Ora, justamente através dessa propriedade essencial dos conceitos, ter
conteúdo, se dá um relacionamento entre intuições e conceitos, a saber: a própria gênese dos
conceitos. Mas é importante perceber que aquilo que é próprio dos conceitos em
geral não é oriundo do processo abstrativo, pois esse processo contribui apenas
para o que acaba constituindo o conteúdo dos conceitos; o que é próprio
da forma dos conceitos é responsabilidade da razão, o que é , como mostramos
acima, uma consequência da teoria das faculdades de Schopenhauer, que defende
uma correlação necessária entre faculdade e produto cognitivo e a função da
faculdade é a de justamente instaurar a forma de seu produto. (SW, I, 614)
É
importante lembrar que Kant utiliza a forma do juízo para determinar o modo
como a realidade é apreendida e é apenas isto que estamos entendendo pela
cooperação entre faculdades presente em Kant e incompatível com o sistema de
Schopenhauer: o fato de as formas do conhecimento empírico, sensível, serem
determinadas pela faculdade discursiva. Por outro lado, não resta dúvida que
qualquer sistema filosófico que se comprometa com uma distinção específica dos
modos de conhecimento precisa relacionar de algum modo representações de
naturezas distintas, pois, do contrário, não seriam possíveis juízos sobre as
coisas, por exemplo, cujo acesso epistêmico, no sistema de Schopenhauer, se dá
através de uma faculdade de natureza distinta da faculdade de conceitos. Assim,
o sistema de Schopenhauer enfrenta uma grande dificuldade para explicar esse
fato indiscutível de que falamos sobre o mundo, ou: fazemos juízos sobre as
coisas (o que ele chama de juízos com “verdade empírica”), e manter a tese da
sua teoria das faculdades incompatível com a atuação de uma faculdade cognitiva
fora de seu respectivo domínio. Adiante analisaremos como o sistema de
Schopenhauer lida com esse problema, ao examinarmos o modo como Schopenhauer se
pronuncia a respeito dos juízos singulares (einzelne Urteile) de Kant, após
examinarmos os aspectos mais gerais do modo como Schopenhauer compreende as
formas do juízo de Kant, presentes em sua Tábua do Juízo.
Pois
bem, Schopenhauer se incumbe da tarefa de mostrar como seu sistema filosófico
explica a Tábua do Juízo de Kant. Como adiantamos acima, Schopenhauer
considera a tábua em si mesma correta, isto é, aquilo que ela distingue e
classifica, deve, de fato, ser distinguido e classificado por um sistema
filosófico, e Kant o faz corretamente. No entanto, de acordo com Schopenhauer,
o modo como Kant explicou a tábua não está correto e o erro decorre,
fundamentalmente, do fato que Kant não tem uma teoria das faculdades correta.

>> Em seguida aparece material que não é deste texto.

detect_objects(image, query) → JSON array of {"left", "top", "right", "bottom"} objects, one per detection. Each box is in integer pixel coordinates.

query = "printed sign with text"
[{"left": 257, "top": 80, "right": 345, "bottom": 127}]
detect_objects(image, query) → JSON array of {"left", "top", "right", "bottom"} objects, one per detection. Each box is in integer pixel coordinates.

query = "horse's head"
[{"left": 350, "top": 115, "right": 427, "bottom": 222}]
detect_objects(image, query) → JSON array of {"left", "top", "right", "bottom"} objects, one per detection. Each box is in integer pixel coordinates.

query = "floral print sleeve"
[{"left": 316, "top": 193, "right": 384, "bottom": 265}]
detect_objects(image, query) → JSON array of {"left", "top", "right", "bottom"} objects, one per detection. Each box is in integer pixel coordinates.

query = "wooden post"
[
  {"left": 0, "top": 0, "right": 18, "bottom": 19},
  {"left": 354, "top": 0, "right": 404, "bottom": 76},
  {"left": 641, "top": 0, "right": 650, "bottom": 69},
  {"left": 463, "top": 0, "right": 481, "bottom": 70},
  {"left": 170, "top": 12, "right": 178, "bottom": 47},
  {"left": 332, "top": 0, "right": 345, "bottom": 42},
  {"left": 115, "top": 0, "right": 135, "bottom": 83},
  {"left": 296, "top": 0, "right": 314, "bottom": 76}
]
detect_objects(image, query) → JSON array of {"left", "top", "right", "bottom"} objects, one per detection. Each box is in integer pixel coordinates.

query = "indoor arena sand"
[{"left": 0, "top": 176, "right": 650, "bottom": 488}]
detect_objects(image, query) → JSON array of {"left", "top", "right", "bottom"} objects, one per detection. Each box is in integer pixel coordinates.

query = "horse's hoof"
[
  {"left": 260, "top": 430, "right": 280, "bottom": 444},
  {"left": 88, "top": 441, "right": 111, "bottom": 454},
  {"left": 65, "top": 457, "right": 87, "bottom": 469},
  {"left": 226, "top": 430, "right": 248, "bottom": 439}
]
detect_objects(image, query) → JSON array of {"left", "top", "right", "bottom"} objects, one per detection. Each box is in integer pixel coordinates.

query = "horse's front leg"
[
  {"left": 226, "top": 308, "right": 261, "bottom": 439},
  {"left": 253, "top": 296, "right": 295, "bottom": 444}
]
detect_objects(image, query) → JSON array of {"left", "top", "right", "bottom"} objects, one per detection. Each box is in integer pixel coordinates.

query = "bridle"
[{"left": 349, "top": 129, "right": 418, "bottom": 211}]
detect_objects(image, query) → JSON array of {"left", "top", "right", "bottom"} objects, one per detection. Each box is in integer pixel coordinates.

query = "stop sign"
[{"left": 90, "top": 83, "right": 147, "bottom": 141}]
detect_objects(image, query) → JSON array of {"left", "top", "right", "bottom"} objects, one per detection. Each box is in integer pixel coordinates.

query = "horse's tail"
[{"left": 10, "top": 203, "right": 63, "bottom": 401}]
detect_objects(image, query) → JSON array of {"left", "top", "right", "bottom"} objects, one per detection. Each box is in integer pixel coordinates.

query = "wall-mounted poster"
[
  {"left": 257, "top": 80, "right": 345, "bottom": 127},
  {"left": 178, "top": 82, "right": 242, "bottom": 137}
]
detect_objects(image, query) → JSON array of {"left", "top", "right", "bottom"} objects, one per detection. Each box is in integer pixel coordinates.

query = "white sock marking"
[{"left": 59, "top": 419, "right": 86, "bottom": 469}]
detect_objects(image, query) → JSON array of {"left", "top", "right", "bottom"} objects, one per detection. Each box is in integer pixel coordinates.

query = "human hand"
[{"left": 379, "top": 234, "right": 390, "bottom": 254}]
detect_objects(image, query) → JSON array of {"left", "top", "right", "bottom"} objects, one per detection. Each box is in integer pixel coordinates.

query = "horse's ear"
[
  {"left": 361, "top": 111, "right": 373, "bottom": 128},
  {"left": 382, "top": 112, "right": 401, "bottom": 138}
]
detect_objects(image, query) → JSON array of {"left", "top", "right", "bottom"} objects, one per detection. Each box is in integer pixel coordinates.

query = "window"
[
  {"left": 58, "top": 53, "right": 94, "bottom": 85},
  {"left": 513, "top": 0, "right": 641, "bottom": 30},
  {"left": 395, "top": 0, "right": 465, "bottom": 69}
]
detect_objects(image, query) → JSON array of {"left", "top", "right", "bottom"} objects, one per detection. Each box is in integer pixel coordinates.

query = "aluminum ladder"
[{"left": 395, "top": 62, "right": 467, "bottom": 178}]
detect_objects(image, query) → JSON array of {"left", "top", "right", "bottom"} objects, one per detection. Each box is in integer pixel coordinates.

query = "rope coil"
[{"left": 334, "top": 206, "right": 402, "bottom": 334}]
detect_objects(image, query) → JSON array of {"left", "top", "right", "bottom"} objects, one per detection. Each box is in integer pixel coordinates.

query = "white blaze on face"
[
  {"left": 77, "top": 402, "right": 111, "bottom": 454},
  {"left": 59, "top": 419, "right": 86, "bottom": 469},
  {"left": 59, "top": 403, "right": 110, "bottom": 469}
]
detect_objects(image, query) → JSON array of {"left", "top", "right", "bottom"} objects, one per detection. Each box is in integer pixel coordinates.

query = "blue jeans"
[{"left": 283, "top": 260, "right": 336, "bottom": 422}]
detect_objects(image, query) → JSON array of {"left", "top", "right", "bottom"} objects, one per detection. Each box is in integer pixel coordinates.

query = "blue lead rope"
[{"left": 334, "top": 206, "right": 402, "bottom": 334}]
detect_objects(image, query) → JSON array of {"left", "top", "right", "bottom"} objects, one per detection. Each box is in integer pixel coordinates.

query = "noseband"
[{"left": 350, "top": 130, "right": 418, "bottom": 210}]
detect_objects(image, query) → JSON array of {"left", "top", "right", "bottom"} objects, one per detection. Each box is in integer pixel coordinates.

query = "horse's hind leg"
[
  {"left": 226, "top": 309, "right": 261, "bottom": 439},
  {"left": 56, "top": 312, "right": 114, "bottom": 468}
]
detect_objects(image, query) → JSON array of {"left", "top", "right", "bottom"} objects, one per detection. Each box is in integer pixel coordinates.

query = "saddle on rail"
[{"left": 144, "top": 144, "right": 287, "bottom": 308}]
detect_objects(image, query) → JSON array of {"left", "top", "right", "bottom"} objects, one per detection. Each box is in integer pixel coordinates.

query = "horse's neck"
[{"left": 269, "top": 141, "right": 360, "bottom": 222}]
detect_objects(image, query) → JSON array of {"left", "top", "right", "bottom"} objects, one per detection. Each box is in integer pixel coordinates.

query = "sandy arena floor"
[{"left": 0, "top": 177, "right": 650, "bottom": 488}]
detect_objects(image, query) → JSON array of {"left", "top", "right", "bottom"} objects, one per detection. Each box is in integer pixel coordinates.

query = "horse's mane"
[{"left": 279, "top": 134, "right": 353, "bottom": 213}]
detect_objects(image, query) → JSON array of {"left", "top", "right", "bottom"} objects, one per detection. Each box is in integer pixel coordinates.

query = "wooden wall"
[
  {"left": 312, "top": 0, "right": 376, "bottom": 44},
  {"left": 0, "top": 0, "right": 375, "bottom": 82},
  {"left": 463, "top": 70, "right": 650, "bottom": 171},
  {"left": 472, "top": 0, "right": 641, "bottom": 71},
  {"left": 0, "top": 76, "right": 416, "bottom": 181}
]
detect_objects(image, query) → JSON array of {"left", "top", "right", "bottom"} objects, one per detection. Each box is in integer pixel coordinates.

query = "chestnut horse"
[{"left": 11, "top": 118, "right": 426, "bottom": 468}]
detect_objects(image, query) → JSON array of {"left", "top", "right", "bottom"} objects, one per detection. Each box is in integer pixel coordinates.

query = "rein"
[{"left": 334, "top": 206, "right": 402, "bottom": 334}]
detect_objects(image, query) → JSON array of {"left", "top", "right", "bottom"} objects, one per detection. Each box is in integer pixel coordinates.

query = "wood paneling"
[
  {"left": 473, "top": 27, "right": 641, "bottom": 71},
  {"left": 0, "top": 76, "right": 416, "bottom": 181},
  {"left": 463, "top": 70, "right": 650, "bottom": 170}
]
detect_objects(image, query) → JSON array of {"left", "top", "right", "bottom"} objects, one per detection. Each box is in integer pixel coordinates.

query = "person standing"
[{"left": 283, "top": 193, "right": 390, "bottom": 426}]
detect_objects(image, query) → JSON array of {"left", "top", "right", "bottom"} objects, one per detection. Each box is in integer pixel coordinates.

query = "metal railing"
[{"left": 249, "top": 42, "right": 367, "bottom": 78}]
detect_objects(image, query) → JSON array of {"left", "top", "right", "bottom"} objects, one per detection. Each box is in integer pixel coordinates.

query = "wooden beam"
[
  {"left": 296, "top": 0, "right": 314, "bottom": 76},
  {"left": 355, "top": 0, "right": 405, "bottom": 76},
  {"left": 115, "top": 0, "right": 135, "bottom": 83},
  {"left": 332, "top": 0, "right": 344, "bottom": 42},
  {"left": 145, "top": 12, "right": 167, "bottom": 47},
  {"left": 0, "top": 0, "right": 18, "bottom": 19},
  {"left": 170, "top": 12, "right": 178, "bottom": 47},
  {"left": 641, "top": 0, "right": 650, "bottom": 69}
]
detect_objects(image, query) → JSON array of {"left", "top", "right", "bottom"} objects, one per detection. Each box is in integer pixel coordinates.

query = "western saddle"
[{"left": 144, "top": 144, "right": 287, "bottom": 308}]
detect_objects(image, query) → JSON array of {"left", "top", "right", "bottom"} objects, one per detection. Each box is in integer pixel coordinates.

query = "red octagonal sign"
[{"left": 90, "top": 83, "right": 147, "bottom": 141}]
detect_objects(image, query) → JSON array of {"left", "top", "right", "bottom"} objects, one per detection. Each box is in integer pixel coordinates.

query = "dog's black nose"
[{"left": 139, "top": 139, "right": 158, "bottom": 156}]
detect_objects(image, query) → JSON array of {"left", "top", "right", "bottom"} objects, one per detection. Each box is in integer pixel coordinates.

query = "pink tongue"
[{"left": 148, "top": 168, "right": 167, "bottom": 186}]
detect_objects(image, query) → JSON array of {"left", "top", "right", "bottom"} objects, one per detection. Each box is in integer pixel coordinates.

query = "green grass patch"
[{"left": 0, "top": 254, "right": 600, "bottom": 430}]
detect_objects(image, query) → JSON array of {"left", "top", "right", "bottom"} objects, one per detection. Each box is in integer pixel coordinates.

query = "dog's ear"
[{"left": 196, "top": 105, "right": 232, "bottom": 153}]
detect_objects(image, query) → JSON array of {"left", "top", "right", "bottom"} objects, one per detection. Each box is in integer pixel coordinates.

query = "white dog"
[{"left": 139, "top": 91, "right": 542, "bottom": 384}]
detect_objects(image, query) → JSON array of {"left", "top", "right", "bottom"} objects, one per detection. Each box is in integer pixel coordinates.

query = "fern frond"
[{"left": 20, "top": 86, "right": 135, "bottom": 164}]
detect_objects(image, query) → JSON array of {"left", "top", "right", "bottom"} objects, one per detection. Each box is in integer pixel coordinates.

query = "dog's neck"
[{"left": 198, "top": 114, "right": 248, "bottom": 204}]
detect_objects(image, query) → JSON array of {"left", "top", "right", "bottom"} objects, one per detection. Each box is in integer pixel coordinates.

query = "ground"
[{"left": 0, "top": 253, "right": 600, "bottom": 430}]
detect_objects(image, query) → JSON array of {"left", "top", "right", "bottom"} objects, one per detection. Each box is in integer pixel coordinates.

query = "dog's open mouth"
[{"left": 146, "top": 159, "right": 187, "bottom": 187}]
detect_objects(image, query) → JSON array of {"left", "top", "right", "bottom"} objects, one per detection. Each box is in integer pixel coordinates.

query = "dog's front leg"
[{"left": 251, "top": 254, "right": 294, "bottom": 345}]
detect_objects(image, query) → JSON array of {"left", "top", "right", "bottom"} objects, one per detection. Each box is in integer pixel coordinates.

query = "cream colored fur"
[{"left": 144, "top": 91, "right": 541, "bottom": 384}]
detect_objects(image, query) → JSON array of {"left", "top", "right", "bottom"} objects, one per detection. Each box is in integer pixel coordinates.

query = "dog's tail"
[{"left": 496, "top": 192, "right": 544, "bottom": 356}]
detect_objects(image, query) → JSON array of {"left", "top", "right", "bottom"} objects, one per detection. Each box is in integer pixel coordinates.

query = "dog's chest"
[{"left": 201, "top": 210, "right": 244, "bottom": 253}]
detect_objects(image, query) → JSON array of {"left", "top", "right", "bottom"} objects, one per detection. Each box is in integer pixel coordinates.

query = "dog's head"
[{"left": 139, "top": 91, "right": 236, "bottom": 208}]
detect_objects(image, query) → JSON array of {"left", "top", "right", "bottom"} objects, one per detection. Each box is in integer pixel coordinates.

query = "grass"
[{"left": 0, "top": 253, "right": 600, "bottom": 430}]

Schopenhauer indica como, a partir de seu próprio sistema, as formas do juízo
devem ser estabelecidas:
“A ligação de conceitos no ato de julgar tem certas e determinadas formas
regulares, as quais, descobertas por indução, constituem a tábua dos juízos”.(SW,
I, 612)
No sistema
de Schopenhauer, essas maneiras diferentes de se combinar conceitos em juízos
se chamam leis do pensamento e algo que diferencia o seu sistema de Kant é que
nem todas as formas do juízo presentes na Tábua dos Juízos de Kant serão
explicadas por leis do pensamento, pois parte da tábua dos juízos ficará a
cargo da faculdade intuitiva: o entendimento; como é o caso de todas as formas
do juízo que se reúnem sob o título da modalidade. A segunda tese distintiva, a
mais problemática para o sistema de Schopenhauer, diz respeito à interação dos
domínios das representações intuitivas e discursivas: momento no qual
entendimento e razão precisarão cooperar. Um exame detalhado do modo como se
explica o que Kant chamava juízos singulares, que gera dificuldades evidentes
para o sistema de Schopenhauer, faremos na última seção deste capítulo; ocasião
em que examinaremos como se dá a geração de conceitos.
A correta
determinação do que são as formas do juízo, segundo Schopenhauer, são modos de
combinar conceitos, unicamente; suas críticas a Kant, em geral, consistirão em
acusações de um arranjo arbitrário dos títulos, onde as formas subsumidas a
eles não obedeceriam a um “critério plausível”, mas ao afã por simetria
arquitetônica: Kant teria organizado a Tábua dos Juízos da maneira como
o fez para delas derivar formas de apreensão da realidade empírica, isto é, as
categorias. (SW, I, 612)
A forma do
juízo por excelência se expressa no juízo categórico, pois “julgar significa
simplesmente pensar a ligação ou a incompatibilidade (Unvereinbarkeit) das
esferas de conceitos”. O juízo categórico expressa, aliás, a “maneira de
se relacionar conceitos: a intersecção e a completa separação da esfera de
conceitos”. De modo que as formas kantianas de “afirmação” e “negação”, seriam
sub-espécies de juízos categóricos, as quais Kant colocou sob o título
“qualidade”: a combinação entre as esferas de conceitos pode ser afirmada ou negada.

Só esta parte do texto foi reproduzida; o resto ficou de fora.